Au moins 72 prisonniers politiques ont retrouvé leur liberté au Venezuela ces dernières heures, comme l'a confirmé samedi l'organisation non gouvernementale Foro Penal (FP), suite à l'annonce par le gouvernement de mesures pour la libération de 131 personnes détenues pour des raisons politiques.
Sur les 72 libérés vérifiés par l'ONG jusqu'à 10h00 heure locale (14h00 GMT), 55 sont des hommes et 17 sont des femmes. Le vice-président de la FP, Gonzalo Himiob, a déclaré que « le plus prudent » est d'attendre que les personnes libérées comparaissent devant le tribunal pour savoir dans quelles conditions elles ont été libérées.
Selon un communiqué publié vendredi par le gouvernement vénézuélien, les 131 libérations « ont été accordées par les tribunaux de la république, à la demande du ministère public », après que le Programme pour la paix et la coexistence démocratique – créé par la présidente par intérim Delcy Rodríguez – ait demandé une évaluation des cas.
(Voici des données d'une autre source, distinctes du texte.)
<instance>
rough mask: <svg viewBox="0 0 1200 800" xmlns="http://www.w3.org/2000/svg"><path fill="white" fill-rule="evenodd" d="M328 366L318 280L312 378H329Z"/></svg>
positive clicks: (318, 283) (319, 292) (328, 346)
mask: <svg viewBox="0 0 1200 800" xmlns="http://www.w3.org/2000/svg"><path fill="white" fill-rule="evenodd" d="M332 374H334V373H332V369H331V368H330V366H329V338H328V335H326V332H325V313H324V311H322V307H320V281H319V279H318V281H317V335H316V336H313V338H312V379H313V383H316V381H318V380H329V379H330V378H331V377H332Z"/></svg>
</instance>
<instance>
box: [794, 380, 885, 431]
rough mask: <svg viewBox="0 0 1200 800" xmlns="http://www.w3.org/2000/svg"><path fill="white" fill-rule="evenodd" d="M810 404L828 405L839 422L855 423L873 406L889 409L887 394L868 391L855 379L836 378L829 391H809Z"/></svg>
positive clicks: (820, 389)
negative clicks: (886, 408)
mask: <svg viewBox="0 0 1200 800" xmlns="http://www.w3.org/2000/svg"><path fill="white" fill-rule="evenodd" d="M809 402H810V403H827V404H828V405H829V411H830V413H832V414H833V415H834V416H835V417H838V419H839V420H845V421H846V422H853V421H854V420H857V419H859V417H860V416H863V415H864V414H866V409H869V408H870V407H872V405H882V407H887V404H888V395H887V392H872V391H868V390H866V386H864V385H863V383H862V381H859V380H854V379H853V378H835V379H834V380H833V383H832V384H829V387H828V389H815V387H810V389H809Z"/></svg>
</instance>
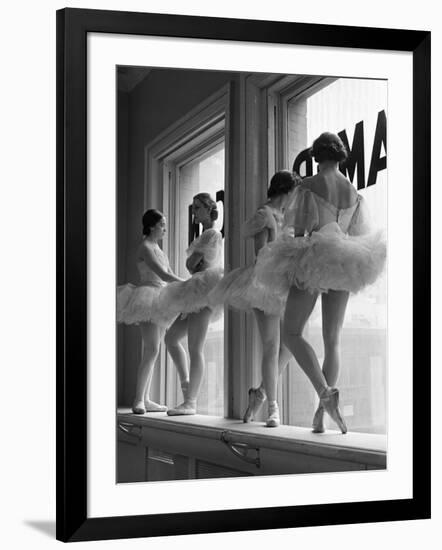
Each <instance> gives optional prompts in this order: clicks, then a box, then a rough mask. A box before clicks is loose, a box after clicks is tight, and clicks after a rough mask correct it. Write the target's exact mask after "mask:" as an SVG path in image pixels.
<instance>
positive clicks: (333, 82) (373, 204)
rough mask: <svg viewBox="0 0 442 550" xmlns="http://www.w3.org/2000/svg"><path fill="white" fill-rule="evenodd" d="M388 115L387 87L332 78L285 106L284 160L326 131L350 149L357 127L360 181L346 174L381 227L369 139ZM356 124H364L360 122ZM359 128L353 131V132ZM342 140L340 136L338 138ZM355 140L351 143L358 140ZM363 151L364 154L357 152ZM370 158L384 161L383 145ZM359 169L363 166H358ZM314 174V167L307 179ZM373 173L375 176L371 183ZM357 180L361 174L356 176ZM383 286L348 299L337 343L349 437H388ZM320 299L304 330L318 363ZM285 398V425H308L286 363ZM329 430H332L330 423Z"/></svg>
mask: <svg viewBox="0 0 442 550" xmlns="http://www.w3.org/2000/svg"><path fill="white" fill-rule="evenodd" d="M383 113H384V114H385V115H386V113H387V83H386V82H385V81H375V80H360V79H358V80H356V79H338V80H336V81H334V82H333V83H331V84H329V85H328V86H326V87H324V88H322V89H321V90H319V91H318V92H316V93H313V94H311V95H310V96H305V95H304V96H302V97H300V98H296V97H295V98H293V99H292V100H290V101H289V103H288V136H287V138H288V150H289V158H290V159H292V160H293V159H295V158H297V157H298V155H299V154H300V153H301V152H302V151H304V150H305V149H306V148H307V147H310V146H311V144H312V142H313V140H314V139H315V138H316V137H318V136H319V135H320V134H321V133H322V132H324V131H330V132H334V133H340V134H341V133H342V132H343V131H344V130H345V132H346V136H347V139H348V144H349V146H350V148H352V146H353V140H354V137H355V129H356V128H357V132H359V135H358V136H359V138H360V143H361V142H362V143H363V151H362V149H361V148H359V153H360V157H359V158H360V159H364V161H365V162H364V164H365V167H364V171H363V174H362V176H363V177H362V179H363V181H359V180H358V174H357V169H356V170H355V171H354V175H351V174H348V177H350V179H352V182H353V184H354V185H355V186H356V187H357V188H358V190H359V192H360V193H361V194H362V195H363V196H364V197H365V199H366V200H367V202H368V206H369V208H370V212H371V216H372V219H373V221H374V223H375V224H376V225H377V226H379V227H382V228H384V229H385V230H386V229H387V170H386V169H385V168H383V167H382V166H383V161H382V160H381V161H380V162H378V163H377V165H376V166H377V168H378V169H379V171H377V170H374V172H373V168H374V166H375V165H372V175H371V180H370V182H371V184H370V186H367V183H368V181H369V173H370V165H371V164H372V153H373V149H376V147H375V146H374V144H375V141H376V140H375V133H376V128H377V126H378V137H379V135H380V134H379V124H382V116H383ZM361 122H362V124H361ZM357 125H358V126H357ZM341 137H342V134H341ZM356 141H357V140H356ZM361 151H362V153H361ZM374 157H375V161H376V159H379V158H381V159H383V158H384V157H386V150H385V142H384V141H382V143H381V145H380V148H379V151H378V153H377V154H376V152H375V155H374ZM359 162H360V164H361V165H362V160H360V161H359ZM307 169H308V166H307V162H304V163H303V164H301V165H300V168H299V170H300V173H301V175H305V174H306V171H307ZM316 170H317V168H316V166H315V163H314V162H313V173H315V172H316ZM373 174H374V178H373ZM360 176H361V174H359V177H360ZM386 298H387V281H386V276H385V275H384V276H383V277H382V278H380V279H379V280H378V281H377V282H376V284H374V285H373V286H371V287H369V288H367V289H366V290H365V291H363V292H361V293H360V294H357V295H355V296H351V297H350V300H349V303H348V307H347V312H346V317H345V322H344V329H343V332H342V341H341V374H340V378H339V380H338V383H337V386H338V387H339V388H340V393H341V404H342V412H343V414H344V416H345V420H346V422H347V425H348V428H349V430H351V431H360V432H371V433H385V432H386V330H387V305H386ZM320 302H321V301H320V299H319V300H318V302H317V305H316V307H315V310H314V312H313V314H312V316H311V318H310V320H309V322H308V326H307V327H306V331H305V335H306V338H307V340H308V341H309V342H310V343H311V344H312V345H313V347H314V349H315V351H316V353H317V355H318V358H319V361H320V362H322V360H323V344H322V328H321V310H320V307H321V305H320ZM288 371H289V372H288V373H287V375H286V376H287V380H286V384H287V385H288V387H287V391H286V392H284V396H286V400H288V403H287V402H286V403H285V407H284V411H285V413H286V417H285V418H284V422H285V423H289V424H296V425H300V426H306V427H310V426H311V421H312V416H313V412H314V410H315V407H316V404H317V398H316V395H315V393H314V391H313V390H312V387H311V384H310V383H309V381H308V380H307V378H306V376H305V375H304V374H303V373H302V371H301V369H300V368H298V367H296V366H294V365H292V366H291V368H290V369H288ZM329 426H330V427H331V428H334V424H333V423H332V422H331V421H330V423H329Z"/></svg>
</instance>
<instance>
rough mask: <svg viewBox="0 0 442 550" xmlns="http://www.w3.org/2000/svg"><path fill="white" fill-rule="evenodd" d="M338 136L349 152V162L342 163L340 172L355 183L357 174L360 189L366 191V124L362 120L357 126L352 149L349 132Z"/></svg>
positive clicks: (349, 179) (353, 139)
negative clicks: (346, 176)
mask: <svg viewBox="0 0 442 550" xmlns="http://www.w3.org/2000/svg"><path fill="white" fill-rule="evenodd" d="M338 136H339V137H340V138H341V139H342V141H343V143H344V145H345V148H346V149H347V151H348V157H347V160H345V161H344V162H342V163H341V165H340V166H339V169H340V171H341V172H342V173H343V174H344V176H347V177H348V179H349V180H350V181H351V182H352V183H353V179H354V176H355V171H356V167H357V172H356V178H357V184H358V189H364V187H365V159H364V157H365V152H364V122H363V121H362V120H361V121H360V122H358V123H357V124H356V126H355V132H354V135H353V143H352V146H351V148H350V145H349V143H348V138H347V132H346V131H345V130H342V131H341V132H339V133H338Z"/></svg>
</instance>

Depuis Washington, le secrétaire d'État des États-Unis, Marco Rubio, a qualifié cette mesure de « étape cruciale » pour la réconciliation et a déclaré que 1 046 Vénézuéliens avaient été libérés depuis le 3 janvier, date à laquelle les forces américaines ont capturé l'ancien dictateur Nicolás Maduro à Caracas dans le cadre d'une opération militaire.
Rubio a ajouté que son pays continuera à surveiller le développement des négociations et le respect des engagements du plan en trois phases – stabilisation, redressement et transition – que Washington considère comme essentiel pour avancer vers une nouvelle étape politique dans le pays.
Les dirigeants, militants et organisations de défense des droits de l'homme ont exigé la pleine liberté de tous les prisonniers politiques, qui, selon le dernier rapport du Forum pénal, publié vendredi, dépassent les 390 cas. Le gouvernement, pour sa part, nie l'existence de prisonniers politiques dans le pays et affirme que ceux qui sont détenus ont commis des crimes, une position rejetée par diverses organisations et partis d'opposition.

L'opposition et ancien candidat à la présidentielle, Edmundo González Urrutia, a célébré la libération des 131 prisonniers annoncée par le gouvernement, mais a averti que ces libérations « n'effacent pas » ce que les détenus et leurs familles ont souffert. « Ceux qui ont retrouvé leur liberté hier n'auraient jamais dû être emprisonnés. Je les embrasse, oui, pour cette liberté tant attendue, je l'ai vécue », a-t-il écrit sur son compte X.
González, exilé en Espagne depuis septembre 2024, a été catégorique : « Qu’il soit clair que leur libération n’efface pas les années d’enfermement ni leurs conséquences pour eux et leurs familles, ni ne transforme un droit en concession ».

Le leader de l'opposition a également exigé de préserver la mémoire de ce qui s'est passé : « En plus d'exiger la liberté de ceux qui sont encore emprisonnés, nous avons la tâche permanente de récupérer les dossiers et les témoignages ; d'écouter ceux qui ont été détenus et leurs familles pour préserver la mémoire et établir les responsabilités ».
Selon González, la liberté retrouvée doit servir de fondement pour construire « un pays où personne n’en sera plus privé pour des raisons politiques ».